Bengaluru observes Holocaust Remembrance Day

Bengaluru observes Holocaust Remembrance Day

Representative image. (AFP Photo)

The Consulate General of Canada, Israel, and Germany, and the Israel Centre at the Indian Institute of Management (IIM) Bangalore held an event to commemorate the International Holocaust Remembrance Day.

The Holocaust happened during World War II, when 60 lakh Jews, along with 50 lakh other civilians, were shot or gassed in extermination camps. The United Nations had announced January 27 as the International Holocaust Remembrance Day.

After the screening of the Canadian film, ‘The Good Nazi’, IIMB students interacted with three consul Generals — Nicole Girard (Canada), Dana Kursh (Israel), and, Hellwig-Boette (Germany). The discussion was moderated by Professor Abhoy Ojha, Chair, Israel Centre at IIMB.

Nicole Girard, Consul General of Canada, said, “In honouring those killed during the Holocaust, we are reminded of the lessons of history and our collective responsibility to stand against anti-Semitism, and the continuing need to do what is necessary to work for a peaceful and inclusive world.”

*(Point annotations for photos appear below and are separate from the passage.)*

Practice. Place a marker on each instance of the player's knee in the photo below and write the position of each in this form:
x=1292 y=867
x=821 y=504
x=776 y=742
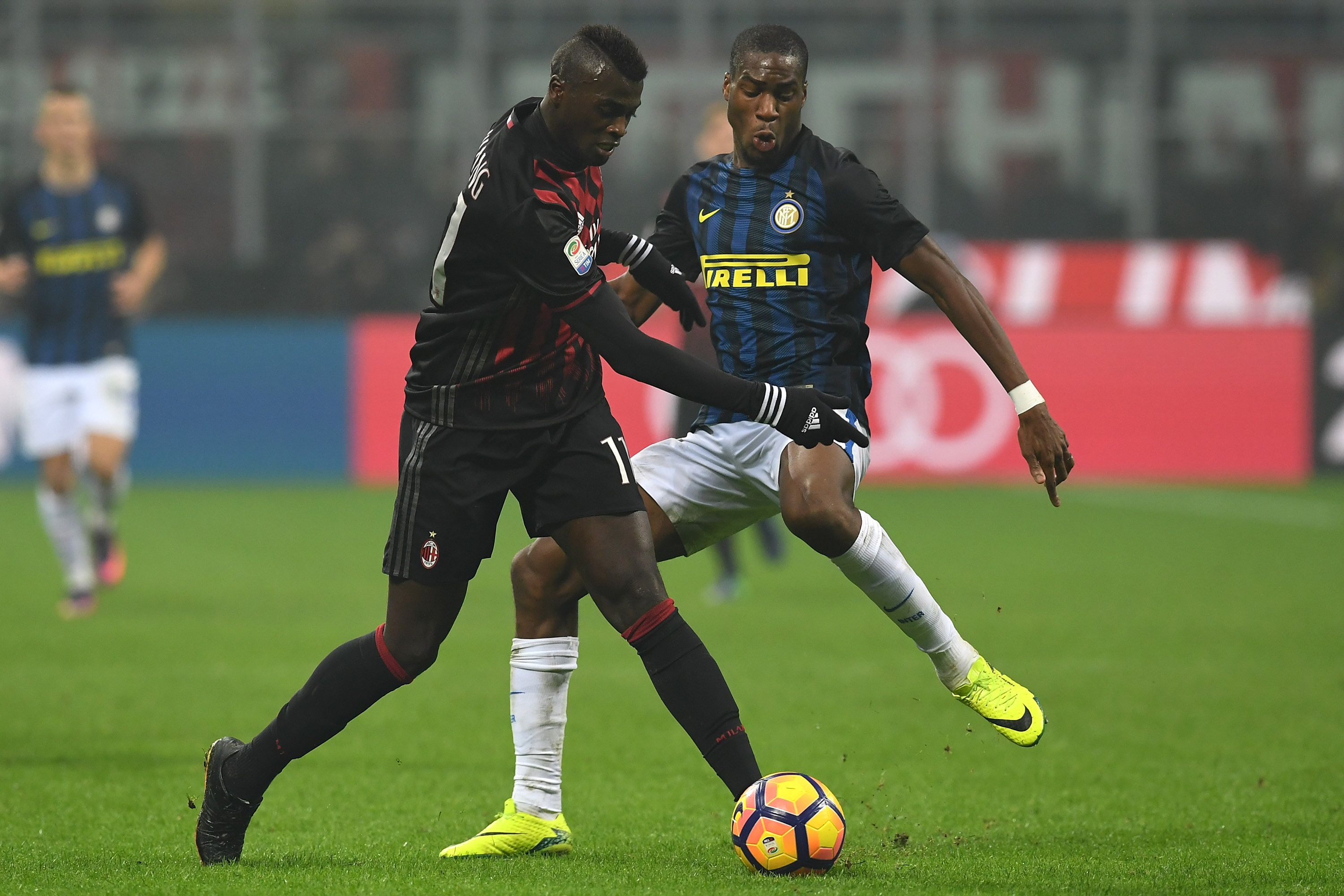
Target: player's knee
x=826 y=523
x=58 y=474
x=529 y=574
x=413 y=650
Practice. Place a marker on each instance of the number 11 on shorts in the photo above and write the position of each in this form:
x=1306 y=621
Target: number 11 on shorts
x=620 y=461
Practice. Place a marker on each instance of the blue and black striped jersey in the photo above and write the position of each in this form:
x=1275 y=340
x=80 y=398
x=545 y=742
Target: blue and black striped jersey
x=74 y=244
x=787 y=257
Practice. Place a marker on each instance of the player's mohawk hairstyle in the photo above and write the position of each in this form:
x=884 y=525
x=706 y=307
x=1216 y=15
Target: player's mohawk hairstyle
x=768 y=39
x=593 y=49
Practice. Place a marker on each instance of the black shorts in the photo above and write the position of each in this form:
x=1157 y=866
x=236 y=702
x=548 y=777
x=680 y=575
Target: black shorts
x=452 y=488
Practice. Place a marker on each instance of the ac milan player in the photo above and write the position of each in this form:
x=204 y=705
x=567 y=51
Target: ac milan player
x=504 y=394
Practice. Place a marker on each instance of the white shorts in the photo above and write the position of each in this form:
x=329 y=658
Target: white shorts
x=718 y=481
x=64 y=404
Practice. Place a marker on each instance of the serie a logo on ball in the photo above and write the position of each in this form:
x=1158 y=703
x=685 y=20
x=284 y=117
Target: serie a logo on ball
x=788 y=824
x=787 y=217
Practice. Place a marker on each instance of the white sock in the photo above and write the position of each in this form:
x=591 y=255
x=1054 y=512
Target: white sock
x=65 y=527
x=539 y=688
x=104 y=499
x=874 y=563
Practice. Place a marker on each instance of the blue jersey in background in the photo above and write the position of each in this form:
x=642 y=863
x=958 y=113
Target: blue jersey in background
x=74 y=245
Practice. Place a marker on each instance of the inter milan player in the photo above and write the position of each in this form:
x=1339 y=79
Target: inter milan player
x=785 y=230
x=80 y=240
x=504 y=396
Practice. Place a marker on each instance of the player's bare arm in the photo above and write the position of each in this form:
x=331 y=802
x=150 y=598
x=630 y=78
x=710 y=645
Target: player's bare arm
x=640 y=303
x=651 y=280
x=1042 y=441
x=14 y=275
x=147 y=264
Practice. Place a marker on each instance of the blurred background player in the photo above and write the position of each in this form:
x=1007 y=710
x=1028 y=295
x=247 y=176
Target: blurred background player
x=80 y=241
x=715 y=139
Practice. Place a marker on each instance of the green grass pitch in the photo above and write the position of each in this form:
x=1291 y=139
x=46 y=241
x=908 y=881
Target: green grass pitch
x=1186 y=644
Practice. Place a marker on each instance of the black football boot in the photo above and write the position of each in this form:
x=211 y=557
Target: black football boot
x=224 y=817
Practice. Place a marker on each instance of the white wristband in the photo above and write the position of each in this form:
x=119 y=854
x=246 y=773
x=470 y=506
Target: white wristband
x=1025 y=398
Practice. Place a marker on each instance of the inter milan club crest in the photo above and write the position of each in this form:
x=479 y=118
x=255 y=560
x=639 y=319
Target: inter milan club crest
x=787 y=215
x=429 y=554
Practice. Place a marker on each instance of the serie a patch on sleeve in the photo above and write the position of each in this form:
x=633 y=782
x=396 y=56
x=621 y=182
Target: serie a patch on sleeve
x=578 y=254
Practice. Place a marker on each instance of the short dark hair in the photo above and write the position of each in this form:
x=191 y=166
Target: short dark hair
x=597 y=46
x=768 y=39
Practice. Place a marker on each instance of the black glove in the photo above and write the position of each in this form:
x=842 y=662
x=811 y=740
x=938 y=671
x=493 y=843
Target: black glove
x=656 y=275
x=806 y=416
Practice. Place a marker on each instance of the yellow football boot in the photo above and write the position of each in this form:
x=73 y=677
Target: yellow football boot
x=517 y=833
x=1006 y=704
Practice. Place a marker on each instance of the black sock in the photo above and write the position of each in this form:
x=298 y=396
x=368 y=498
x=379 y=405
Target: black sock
x=349 y=681
x=694 y=691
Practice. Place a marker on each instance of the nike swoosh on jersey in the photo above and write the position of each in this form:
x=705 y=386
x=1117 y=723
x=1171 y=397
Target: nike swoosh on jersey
x=1015 y=724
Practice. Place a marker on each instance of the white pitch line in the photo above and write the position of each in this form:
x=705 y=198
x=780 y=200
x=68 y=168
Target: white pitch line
x=1221 y=504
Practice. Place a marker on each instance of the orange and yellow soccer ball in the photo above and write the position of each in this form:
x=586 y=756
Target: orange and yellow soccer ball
x=788 y=824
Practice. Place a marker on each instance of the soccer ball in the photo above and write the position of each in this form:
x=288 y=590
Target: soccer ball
x=788 y=824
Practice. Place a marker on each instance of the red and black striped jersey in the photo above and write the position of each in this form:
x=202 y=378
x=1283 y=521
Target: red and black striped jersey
x=519 y=249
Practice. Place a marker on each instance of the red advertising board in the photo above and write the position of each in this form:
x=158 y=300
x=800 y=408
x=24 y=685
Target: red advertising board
x=1206 y=404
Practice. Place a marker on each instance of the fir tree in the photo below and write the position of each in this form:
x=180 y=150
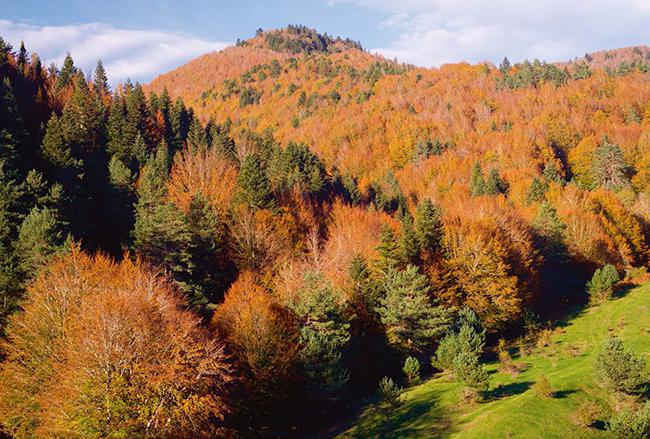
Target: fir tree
x=100 y=80
x=68 y=71
x=253 y=183
x=412 y=318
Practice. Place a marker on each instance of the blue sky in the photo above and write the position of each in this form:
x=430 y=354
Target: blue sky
x=142 y=38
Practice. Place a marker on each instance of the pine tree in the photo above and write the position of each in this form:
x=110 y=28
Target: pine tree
x=22 y=57
x=428 y=226
x=477 y=181
x=68 y=71
x=253 y=183
x=412 y=318
x=100 y=81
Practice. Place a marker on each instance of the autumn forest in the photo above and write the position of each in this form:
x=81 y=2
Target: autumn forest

Dana Kursh, Consul General of Israel to South India, said, “Being both an Israeli diplomat and a resident of Bengaluru, I feel a great responsibility in discussing the lessons learned from our grim history. A history which is not only a tragedy of the Jewish people but a tragedy of humankind. I hope that through these discussions, we can give our youth tools for a better future.”

Hellwig-Boette, Consul General of Germany, said, “What makes humans do this? Germany has done a lot to create a culture of remembrance. There’s a Holocaust memorial in the centre of Berlin. It’s part of the German school curriculum. Soon there won’t be any survivors to tell the story. Films, memoirs like ‘Diary of Anne Frank’ and museums will go a long way in educating the youth that never again this should happen.”

The ‘Beyond Duty’ exhibition was displayed at the entrance to the IIMB auditorium. The exhibition, by the Israeli Ministry of Foreign Affairs and the Holocaust Memorial Center, Yad Vashem, tells the story of 22 diplomats from different countries who went beyond their duty, sometimes at great personal expense, and saved Jewish lives during the Holocaust.